The nurse had said that Joseph had threatened that she would ensure she was transferred and she believed it was Joseph’s influence on Morrison that initiated her transfer.

The matter of Nurse Marks’s transfer and seeming victimization is one issue that Ramphal said he has on his agenda to discuss with Morrison as he is worried that it might scare other persons from speaking out if they witnessed abuse of power by any regional official, including himself.

“As chairman of the region and given that her transfer was executed by the REO, I want to have a discussion on the reasons because this is a nurse who never requested a transfer. How it happened too seemed as if she was indeed being victimized,” Ramphal said. “What are we saying to persons who would want to complain of abuse of power? It goes for me too because I did not take this job for anyone to be afraid of me.”

For now, he hopes that having gone public to expose the standstill in his region would not only see Morrison change his mind, but other officials intervene and talk with the REO to also “let bygones be bygones” and move the region forward.

“I hope that good sense would prevail and we would work together to put systems in place as a council.
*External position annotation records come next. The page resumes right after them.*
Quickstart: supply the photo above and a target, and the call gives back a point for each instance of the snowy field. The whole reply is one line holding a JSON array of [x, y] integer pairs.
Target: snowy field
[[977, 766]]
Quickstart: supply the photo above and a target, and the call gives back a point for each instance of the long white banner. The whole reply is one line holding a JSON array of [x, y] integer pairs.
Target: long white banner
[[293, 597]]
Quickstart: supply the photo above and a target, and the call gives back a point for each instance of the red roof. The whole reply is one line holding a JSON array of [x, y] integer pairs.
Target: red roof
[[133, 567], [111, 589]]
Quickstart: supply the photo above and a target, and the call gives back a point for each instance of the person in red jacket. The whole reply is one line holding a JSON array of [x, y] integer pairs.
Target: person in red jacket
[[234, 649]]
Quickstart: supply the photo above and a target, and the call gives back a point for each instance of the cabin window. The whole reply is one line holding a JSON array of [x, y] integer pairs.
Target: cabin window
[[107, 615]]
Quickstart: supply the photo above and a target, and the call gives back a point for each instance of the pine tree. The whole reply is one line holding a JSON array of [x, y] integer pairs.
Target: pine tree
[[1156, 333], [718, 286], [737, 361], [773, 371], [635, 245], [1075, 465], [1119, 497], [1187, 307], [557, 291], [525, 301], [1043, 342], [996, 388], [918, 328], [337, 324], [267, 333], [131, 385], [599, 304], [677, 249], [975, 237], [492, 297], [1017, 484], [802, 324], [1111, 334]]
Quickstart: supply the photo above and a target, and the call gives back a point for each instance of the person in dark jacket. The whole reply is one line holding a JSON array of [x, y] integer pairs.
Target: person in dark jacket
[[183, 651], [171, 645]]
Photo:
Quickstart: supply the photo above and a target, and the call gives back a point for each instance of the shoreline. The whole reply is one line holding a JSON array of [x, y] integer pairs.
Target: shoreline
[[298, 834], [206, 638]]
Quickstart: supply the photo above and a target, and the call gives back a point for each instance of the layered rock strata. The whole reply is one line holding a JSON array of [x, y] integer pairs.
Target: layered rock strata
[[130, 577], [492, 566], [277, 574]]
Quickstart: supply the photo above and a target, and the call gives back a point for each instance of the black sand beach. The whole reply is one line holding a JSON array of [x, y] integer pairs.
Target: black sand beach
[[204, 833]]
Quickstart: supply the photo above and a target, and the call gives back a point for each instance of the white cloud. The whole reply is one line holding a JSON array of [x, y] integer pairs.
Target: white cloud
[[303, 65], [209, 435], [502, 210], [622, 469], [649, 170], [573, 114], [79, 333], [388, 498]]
The ten NDCs all have constituents who are looking to us to lead by example. I think if we have better cooperation we can get more done,” he said.

“If it comes down to it, and how it looks now it seems it is worse, I will have to ask Minister Bulkan to intervene, the same way the President did, and have a sit down with us so that good sense prevails. It is all I want… This is so frustrating. I want them to know I am willing to work, I am always willing to work and cannot take this coldness.”